RUNDLING: What about tanks, General - the Panzer Divisions of General Rommel?

SMITH: Rommel is almost certainly moving his Panzer Divisions behind the Atlantic Wall ... here ... for use in a counterattack if and when the Allied forces breach those lines.

RUNDLING: Now, to Christianne Smith on a satellite phone in the French countryside. Christianne, what can you tell us?

SMITH: Rich, there is a growing sense of apprehension here about 40 miles away from what we assume will be the point of attack on the beaches of Normandy either tomorrow or the next day. Mayor Jacque Capituler is with me. Mayor, tell our viewers how you feel about the coming invasion.

CAPITULER: We don't want to be liberated. We don't need to be liberated. The Germans have established a perfectly workable government, here. The Americans should go liberate someone else, somewhere else.

RUNDLING: The thorny issue of civilian casualties and collateral damage brought onto our living room screens from right there in France, Thank you Christianne. To ... where? Ok, to Edward Smith with the forces of General George Patton in Britain. Edward.

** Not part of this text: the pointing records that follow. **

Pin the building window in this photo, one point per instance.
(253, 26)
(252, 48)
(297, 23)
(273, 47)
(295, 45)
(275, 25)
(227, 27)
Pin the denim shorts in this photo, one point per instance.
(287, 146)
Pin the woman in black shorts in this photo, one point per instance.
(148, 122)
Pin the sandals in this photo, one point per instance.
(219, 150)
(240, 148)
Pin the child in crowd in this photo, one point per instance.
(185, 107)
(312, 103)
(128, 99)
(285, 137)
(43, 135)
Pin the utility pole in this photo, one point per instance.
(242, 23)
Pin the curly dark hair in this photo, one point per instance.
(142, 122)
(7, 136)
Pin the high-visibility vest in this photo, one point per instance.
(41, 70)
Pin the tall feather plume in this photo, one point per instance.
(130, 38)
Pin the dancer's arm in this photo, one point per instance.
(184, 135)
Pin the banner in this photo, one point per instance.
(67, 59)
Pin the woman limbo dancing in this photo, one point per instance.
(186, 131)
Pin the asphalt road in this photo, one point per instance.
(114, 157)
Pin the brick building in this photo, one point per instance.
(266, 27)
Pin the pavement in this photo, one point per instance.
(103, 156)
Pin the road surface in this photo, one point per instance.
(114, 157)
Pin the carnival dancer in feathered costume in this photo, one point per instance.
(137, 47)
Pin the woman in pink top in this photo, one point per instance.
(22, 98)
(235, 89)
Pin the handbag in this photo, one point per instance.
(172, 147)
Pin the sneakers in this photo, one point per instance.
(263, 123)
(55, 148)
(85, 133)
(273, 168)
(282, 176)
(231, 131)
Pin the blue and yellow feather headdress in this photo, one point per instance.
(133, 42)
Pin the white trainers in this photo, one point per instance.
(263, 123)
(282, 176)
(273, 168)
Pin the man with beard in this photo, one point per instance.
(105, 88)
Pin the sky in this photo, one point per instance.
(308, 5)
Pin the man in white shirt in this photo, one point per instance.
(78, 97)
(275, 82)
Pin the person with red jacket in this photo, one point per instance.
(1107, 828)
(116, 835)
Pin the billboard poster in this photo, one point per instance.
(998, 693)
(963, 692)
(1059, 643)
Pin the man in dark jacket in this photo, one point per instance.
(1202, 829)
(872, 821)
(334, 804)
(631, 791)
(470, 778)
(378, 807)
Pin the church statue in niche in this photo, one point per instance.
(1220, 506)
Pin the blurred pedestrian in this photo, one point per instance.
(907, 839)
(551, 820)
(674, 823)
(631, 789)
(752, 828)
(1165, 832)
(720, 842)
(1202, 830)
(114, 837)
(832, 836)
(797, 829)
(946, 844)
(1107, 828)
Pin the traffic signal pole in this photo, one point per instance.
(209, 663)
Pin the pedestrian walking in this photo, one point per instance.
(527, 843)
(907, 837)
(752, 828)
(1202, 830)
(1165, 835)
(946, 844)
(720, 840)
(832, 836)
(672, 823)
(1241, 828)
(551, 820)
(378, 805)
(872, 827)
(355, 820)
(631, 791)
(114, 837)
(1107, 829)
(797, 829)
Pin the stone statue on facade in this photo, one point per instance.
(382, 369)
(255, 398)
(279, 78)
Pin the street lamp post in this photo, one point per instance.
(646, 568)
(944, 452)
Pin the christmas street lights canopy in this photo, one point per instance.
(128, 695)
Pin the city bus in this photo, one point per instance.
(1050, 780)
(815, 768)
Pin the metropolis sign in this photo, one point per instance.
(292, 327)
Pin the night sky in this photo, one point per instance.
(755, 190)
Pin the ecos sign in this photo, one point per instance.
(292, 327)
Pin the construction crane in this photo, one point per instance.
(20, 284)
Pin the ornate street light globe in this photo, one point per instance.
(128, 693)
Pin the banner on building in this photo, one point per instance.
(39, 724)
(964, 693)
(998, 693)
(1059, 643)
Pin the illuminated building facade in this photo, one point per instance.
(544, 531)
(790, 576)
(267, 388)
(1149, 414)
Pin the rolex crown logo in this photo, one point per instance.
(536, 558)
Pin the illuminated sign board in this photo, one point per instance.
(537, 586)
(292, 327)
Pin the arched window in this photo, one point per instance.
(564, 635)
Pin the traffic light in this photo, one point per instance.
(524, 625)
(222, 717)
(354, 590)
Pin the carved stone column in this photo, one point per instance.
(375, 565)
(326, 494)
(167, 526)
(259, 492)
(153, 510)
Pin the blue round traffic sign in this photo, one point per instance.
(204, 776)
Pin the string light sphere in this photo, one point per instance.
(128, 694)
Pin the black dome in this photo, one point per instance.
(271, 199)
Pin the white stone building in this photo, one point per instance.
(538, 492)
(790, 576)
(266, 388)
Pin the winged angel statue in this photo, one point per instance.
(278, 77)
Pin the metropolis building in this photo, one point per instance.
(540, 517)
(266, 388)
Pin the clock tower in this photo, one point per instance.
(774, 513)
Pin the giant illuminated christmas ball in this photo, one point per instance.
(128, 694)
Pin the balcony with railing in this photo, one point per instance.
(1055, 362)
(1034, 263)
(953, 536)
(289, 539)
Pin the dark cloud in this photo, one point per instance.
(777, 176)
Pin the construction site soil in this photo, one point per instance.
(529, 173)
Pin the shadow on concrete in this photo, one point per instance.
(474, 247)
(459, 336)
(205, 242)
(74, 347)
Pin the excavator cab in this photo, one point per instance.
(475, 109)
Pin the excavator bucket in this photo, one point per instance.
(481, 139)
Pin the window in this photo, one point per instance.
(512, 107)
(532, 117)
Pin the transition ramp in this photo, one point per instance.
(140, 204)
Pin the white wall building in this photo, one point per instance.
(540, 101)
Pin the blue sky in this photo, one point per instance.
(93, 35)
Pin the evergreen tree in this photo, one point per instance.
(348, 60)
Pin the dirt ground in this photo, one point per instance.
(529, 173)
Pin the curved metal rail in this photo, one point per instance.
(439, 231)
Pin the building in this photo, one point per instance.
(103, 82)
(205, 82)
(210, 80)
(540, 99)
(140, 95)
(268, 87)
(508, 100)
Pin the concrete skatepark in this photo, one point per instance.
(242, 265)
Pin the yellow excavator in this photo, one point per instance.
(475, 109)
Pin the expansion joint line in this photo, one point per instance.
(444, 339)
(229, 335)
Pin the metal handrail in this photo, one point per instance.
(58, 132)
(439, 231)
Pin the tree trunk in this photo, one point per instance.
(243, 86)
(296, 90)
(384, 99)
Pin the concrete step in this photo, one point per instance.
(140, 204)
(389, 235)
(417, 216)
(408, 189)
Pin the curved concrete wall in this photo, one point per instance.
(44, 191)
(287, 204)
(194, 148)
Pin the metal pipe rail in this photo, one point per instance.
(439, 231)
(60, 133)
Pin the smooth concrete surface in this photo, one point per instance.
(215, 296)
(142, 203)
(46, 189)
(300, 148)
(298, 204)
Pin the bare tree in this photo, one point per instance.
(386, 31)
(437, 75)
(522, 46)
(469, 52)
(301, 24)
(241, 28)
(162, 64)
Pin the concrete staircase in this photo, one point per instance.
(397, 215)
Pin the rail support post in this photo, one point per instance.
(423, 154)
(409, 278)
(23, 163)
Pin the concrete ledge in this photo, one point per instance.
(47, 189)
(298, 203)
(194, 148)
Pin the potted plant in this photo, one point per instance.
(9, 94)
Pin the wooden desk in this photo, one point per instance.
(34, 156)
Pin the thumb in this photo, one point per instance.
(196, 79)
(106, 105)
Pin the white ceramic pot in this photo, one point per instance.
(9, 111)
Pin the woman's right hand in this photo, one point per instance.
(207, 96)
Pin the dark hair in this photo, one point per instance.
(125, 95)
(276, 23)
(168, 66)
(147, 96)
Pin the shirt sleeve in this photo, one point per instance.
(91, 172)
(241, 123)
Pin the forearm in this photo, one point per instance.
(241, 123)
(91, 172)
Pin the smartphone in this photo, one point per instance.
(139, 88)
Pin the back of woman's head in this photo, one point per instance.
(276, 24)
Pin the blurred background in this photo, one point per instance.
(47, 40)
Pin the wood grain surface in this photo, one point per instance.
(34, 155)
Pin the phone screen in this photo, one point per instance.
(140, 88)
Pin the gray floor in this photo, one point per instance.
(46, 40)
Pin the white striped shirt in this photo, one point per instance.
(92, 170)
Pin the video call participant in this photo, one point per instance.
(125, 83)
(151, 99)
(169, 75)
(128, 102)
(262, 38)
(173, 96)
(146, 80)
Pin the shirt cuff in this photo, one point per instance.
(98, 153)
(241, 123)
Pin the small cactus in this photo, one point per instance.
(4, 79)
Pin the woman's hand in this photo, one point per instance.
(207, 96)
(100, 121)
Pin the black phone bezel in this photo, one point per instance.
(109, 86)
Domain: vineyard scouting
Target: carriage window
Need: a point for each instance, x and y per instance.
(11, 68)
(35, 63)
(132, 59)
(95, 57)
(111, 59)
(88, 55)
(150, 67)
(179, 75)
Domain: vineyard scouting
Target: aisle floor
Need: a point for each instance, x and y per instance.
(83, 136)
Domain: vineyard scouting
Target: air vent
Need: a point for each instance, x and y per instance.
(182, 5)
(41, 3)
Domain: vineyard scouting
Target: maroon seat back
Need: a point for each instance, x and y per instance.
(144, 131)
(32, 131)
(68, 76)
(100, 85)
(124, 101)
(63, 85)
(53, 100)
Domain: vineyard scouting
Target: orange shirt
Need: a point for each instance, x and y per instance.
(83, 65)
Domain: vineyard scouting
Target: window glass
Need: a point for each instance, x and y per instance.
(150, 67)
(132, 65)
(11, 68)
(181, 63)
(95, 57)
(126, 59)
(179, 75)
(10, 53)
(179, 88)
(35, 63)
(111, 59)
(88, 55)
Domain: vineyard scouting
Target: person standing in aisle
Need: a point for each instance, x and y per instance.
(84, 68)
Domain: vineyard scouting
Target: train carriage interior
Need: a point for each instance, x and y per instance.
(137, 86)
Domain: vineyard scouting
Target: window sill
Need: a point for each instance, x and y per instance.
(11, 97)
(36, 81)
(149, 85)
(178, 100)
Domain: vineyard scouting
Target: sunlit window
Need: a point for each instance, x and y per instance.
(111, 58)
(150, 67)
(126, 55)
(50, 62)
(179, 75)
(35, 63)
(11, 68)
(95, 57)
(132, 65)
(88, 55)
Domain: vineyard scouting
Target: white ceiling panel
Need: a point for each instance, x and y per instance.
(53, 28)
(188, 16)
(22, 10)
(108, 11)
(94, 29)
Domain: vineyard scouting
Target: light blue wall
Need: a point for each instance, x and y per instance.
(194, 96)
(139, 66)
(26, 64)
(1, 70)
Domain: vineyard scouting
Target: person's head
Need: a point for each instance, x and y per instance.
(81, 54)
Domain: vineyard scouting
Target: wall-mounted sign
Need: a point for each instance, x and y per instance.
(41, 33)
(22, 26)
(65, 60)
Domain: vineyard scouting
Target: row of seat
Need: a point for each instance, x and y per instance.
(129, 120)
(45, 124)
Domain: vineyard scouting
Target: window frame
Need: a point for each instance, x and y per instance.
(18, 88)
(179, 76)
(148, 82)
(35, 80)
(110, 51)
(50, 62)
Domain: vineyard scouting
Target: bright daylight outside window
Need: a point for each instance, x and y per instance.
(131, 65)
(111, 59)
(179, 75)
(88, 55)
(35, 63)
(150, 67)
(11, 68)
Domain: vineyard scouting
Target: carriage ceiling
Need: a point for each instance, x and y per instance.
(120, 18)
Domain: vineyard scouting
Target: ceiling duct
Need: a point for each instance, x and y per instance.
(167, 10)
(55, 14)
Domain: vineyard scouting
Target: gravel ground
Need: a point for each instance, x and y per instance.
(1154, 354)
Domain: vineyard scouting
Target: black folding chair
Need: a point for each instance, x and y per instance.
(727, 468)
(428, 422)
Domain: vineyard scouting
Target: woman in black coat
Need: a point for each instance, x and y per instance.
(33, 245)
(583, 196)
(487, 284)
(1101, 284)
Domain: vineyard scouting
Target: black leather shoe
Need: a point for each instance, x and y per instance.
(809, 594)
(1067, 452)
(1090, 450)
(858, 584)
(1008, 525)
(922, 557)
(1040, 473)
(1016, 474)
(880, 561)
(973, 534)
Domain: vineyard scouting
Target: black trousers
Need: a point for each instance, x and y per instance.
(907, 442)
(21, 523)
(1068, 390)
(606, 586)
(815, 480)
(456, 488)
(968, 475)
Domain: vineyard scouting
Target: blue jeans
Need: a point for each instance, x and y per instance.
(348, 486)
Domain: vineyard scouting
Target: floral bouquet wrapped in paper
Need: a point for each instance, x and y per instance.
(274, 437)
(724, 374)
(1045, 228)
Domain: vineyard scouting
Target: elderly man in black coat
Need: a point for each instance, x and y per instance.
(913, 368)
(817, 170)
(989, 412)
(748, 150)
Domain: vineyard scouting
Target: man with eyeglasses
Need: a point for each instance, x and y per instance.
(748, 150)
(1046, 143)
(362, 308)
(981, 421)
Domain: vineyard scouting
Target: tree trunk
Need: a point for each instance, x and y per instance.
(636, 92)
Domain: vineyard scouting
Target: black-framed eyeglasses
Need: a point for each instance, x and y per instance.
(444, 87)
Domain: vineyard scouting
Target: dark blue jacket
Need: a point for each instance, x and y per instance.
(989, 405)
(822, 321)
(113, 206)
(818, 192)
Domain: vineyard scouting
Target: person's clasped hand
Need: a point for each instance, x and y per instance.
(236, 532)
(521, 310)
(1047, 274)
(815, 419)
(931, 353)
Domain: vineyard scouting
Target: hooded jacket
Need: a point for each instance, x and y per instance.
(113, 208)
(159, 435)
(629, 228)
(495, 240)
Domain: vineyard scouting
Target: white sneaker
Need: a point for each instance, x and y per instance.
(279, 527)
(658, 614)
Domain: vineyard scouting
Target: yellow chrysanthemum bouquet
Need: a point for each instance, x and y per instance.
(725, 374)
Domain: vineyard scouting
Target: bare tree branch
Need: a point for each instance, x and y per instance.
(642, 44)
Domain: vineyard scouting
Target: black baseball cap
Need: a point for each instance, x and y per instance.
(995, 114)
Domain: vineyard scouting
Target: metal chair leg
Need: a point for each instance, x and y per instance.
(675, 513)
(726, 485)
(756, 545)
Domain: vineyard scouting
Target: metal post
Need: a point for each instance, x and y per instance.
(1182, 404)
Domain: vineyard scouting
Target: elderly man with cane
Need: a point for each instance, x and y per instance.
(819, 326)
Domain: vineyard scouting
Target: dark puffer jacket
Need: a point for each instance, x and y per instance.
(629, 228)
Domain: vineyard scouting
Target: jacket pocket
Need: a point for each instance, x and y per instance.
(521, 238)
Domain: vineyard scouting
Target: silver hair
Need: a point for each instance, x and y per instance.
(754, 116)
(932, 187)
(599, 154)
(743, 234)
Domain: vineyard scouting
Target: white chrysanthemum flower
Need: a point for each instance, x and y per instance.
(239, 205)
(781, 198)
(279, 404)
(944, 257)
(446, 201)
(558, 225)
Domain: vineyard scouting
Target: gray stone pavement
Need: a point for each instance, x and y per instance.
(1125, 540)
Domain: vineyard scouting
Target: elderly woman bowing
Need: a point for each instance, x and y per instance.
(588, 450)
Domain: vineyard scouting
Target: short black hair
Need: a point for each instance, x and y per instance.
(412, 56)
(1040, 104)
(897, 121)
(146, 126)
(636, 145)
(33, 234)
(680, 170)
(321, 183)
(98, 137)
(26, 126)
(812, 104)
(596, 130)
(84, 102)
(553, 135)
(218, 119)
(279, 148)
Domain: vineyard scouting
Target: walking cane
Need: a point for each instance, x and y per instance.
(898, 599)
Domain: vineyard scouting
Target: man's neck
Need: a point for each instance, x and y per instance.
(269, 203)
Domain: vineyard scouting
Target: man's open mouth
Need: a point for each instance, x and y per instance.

SMITH: Rich, I am here in Kent, England opposite the Pas de Calais just across the English Channel which, if the weather were better, you could see behind me. MCN can now confirm that the activity here in Kent, which has been named "Operation Fortitude" is, for want of a better phrase: A complete fake.

RUNDLING: Fake? Explain, please, for our viewers.

SMITH: MCN can now report that Patton has constructed, literally, a phony army here. The tanks are cardboard. The planes are rubber. The radio traffic is faked. Reports of troop movements are completely fabricated. This operation, clearly, is designed to fool the Germans in Europe and Americans back home into falsely believing that the attack -- which we now think will come tomorrow if the weather lets up -- will be aimed at Pas de Calais
instead of Normandy.

RUNDLING: Excellent reporting, Edward. Joining me, now, in the studio is MCN's Senior Ethics Advisor Emma Smith. Emma? What does it mean to the American way of life when their very own government engages in this kind of deliberately false and misleading information?

SMITH: The academic community has been warning for years that the American
government would too easily sacrifice the truth on the altar of some alleged short-term military so-called advantage. "If the people can't trust the word of their government," many of us are asking, "then what we are fighting for in the first place?"

RUNDLING: Thank you, Emma Smith. And good luck with your exciting new book:
"The Soviet Experience; Success, Solidarity, and Stalin." We have received a few e-mails from viewers expressing discomfort with General Theodore Smith's use of a word to describe our German adversaries which, in some minds, is derogatory. MCN apologizes for the use of the "H" word on our air.

So, there you have it. The Allied Expeditionary Forces will, in fact, invade Europe not at Pas de Calais as the American public had been lead to believe, but at Normandy. And, that attack will take place either tomorrow or the next day, depending upon the weather.

This is Rich Rundling, MCN News. Now back to Imus.